Disastrous Situation of Workers In Iran’s Free Fall Economy


The ongoing turbulence in Iran’s economy followed by the currency value nosediving has placed the lives of many workers at their lowest points, with serious struggles to meet every day needs.

Maziyar Gilaninajd, an activist from the Metal Workers Union expresses his frustration in this regard: “In recent months, the growth in currency value has led to a lowered purchase power in many hard-working employees. In 2017, when 1 dollar was worth 3800 Toman (Iran’s official currency => 1 Toman=10 Rials), workers were earning 930 thousand Toman which was equivalent to 245 dollars; today, that 1 dollar is 8000 Toman, workers are earning 1.130 million Toman, which shows that in comparison with last year, their income has gone down to just 140 dollars. This significant cutback has now worried many workers who are understandably complainant about earning in Toman but spending in Dollars,” the state-run ILNA news agency reported on 26 June 2018.

“The prices of goods mainly depend on their transport; in other words, when prices go up, so do the costs of tires, oil, repair, and so forth. As for products that need importing from overseas, prices are calculated and determined according to the currency rate of the time,” Gilaninejad said.

“There’s more to the issue than it seems; products like edible oil, dairy, and bread, seemingly have a stable price, but their quality and serving portions are actually decreasing over time.
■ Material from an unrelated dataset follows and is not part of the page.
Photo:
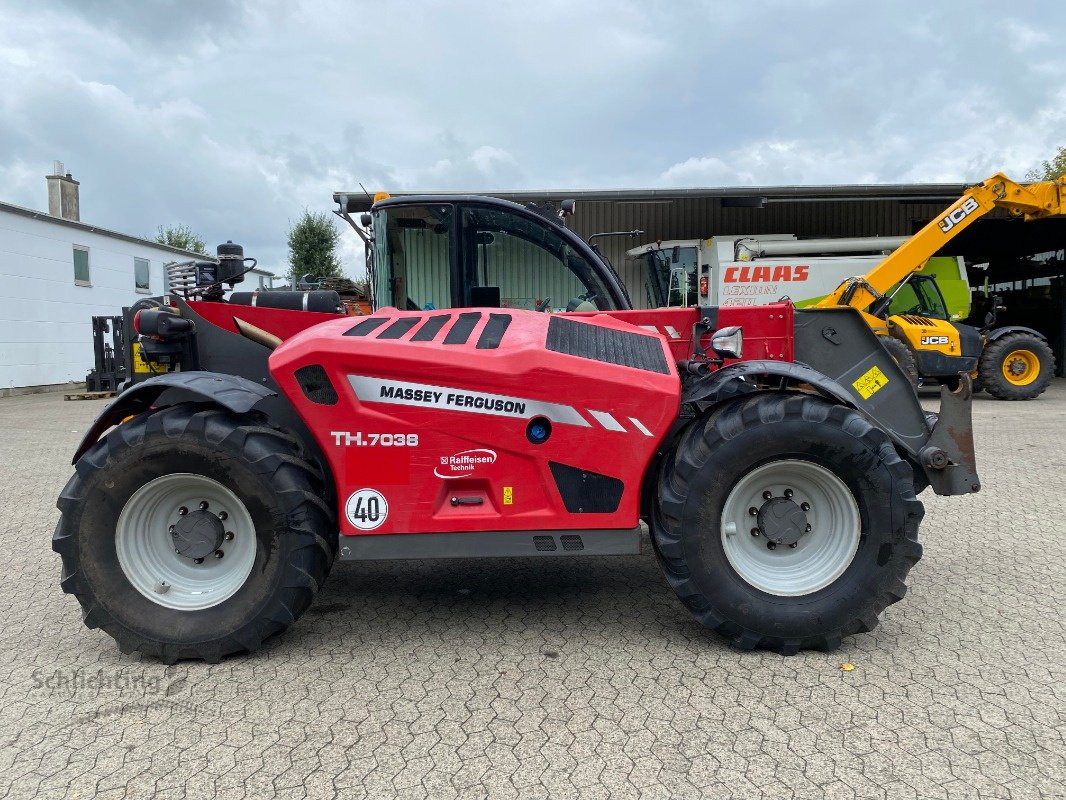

For instance, 950 cc oil is being distributed in 860 packages. Bread loafs on the other hand, have also reduced in size and quality. Such hidden differences add up to notable price increases in time. Watermelon is now 2500 Toman a kilo, Sugar is 3500 Toman a kilo, a single egg is 600 Toman, red meat is 65 thousand Toman a kilo and chicken 12000 Toman a kilo. Given these expensive rates, how can our low-income earners possibly afford anything?” he continued.

He added: “Even if a worker is lucky enough to receive his income on time and have his rights protected by a fair employer, he would still be unable to afford such high costs which have clearly doubled since last year. How can a worker take care of a 4-member family like this? The important question to ask is why the authorities, who would be unable to live on such low incomes themselves, would suffocate our workers with such difficult legislation?”